First Financial CEO Claude Davis.
BUYER: First Financial Bancorp
SELLER: MainSource Financial Group
DEAL VALUE: $1 billion
STATUS: Expected to close early next year

First Financial in Cincinnati will cross over $10 billion in assets when it buys MainSource in Greensburg, Ind. The deal also came with a twist; Archie Brown Jr., who runs the $4.6 billion-asset MainSource, is to become First Financial’s president and CEO. Claude Davis (pictured), the $8.8 billion-asset First Financial’s CEO, would become executive chairman. Though Brown didn’t insist on taking the top job, MainSource’s board was comfortable staying independent and this structure “really resolved the social issues,” Brown said when the deal was announced.

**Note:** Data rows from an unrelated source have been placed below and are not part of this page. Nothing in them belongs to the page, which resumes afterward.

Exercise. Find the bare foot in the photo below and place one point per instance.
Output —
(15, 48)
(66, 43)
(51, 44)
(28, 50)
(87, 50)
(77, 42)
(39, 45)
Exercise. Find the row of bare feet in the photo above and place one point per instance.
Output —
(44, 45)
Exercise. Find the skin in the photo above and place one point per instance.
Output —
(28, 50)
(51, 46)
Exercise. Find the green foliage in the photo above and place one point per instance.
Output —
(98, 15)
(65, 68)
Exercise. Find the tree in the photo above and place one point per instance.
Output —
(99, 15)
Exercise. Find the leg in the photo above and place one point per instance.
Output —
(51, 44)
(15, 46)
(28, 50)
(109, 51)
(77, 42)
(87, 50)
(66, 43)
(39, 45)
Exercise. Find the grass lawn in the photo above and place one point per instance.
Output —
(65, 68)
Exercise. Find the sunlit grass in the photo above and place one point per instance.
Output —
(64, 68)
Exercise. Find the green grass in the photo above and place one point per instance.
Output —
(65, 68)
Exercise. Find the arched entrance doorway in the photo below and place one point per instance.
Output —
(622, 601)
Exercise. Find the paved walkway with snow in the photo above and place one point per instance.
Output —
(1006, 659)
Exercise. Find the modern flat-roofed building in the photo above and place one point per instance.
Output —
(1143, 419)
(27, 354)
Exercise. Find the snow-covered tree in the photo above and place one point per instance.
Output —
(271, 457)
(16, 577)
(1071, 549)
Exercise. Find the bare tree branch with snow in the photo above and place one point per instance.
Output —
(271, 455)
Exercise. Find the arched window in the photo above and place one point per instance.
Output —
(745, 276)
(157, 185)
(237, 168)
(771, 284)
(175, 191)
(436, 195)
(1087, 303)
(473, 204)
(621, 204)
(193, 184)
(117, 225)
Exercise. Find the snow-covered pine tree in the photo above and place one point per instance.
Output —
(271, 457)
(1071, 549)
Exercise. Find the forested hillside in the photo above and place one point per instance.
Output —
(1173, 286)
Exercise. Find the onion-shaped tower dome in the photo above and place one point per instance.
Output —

BUYER: Valley National Bancorp
SELLER: USAmeriBancorp
DEAL VALUE: $816 million
STATUS: Expected to close Jan. 1

Gerald Lipkin, longtime chairman and CEO of Valley National Bancorp in Wayne, N.J., is ending his tenure on a high note. In July, the $24 billion-asset Valley announced the biggest deal in its history, for USAmeriBancorp. About three months later, Lipkin (pictured) said he would soon retire; Ira Robbins, president of Valley’s bank, is set to become CEO. Lipkin will remain chairman but not take an active role in the bank’s daily operations.

BUYER: Home BancShares
SELLER: Stonegate Bank
DEAL VALUE: $778 million
STATUS: Completed in September

Johnny Allison, chairman of Home BancShares in Conway, Ark., finally landed his “dream deal” with the purchase of Stonegate in Pompano Beach, Fla. Allison said he had feared another bank would snap up Stonegate, which would have left him feeling “extremely disappointed for the rest of my life.” Allison, who has faced questions about bulking up in Florida, given the potential for a slowdown, defended the decision, noting that he was keeping an eye out for signs of trouble.

May 17, 2007: Los Angeles, CA First Community Bancorp Portrait Session Photo by Erica Mueller © Berliner Studio/BEImages
BUYER: PacWest Bancorp
SELLER: CU Bancorp
DEAL VALUE: $716 million
STATUS: Completed in October

Matt Wagner, CEO of PacWest in Los Angeles, overcame protests from community activists to buy CU Bancorp, which is also based in Los Angeles. The California Reinvestment Coalition sent a letter to regulators arguing that the deal would fail to meet the convenience and needs of their communities. However, the $22 billion-asset PacWest secured regulatory approval in early October.

BUYER: Union Bankshares
SELLER: Xenith Bankshares
DEAL VALUE: $701 million
STATUS: Expected to close in early January

John Asbury, president and CEO of Union in Richmond, Va., is determined not to repeat past mistakes when he integrates deal for Xenith. After Union bought StellarOne in 2014, roughly a dozen commercial lenders left, stunting loan growth. With Xenith, Asbury has focused on communication with employees, including a video in which he and T. Gaylon Layfield III, Xenith’s CEO, candidly discussed the partnership.

BUYER: South State
SELLER: Park Sterling
DEAL VALUE: $691 million
STATUS: Completed in November

The purchase of Park Sterling in Charlotte, N.C., was a major acquisition for South State in Columbia, S.C.. The historically acquisitive South State swelled to $14 billion in assets and added more than 50 branches in Georgia, Virginia and the Carolinas. When the deal was announced, Robert Hill Jr., South State’s CEO, said the partnership was a “natural next step” because the institutions had a “common vision for building a quality regional bank in the Southeast.”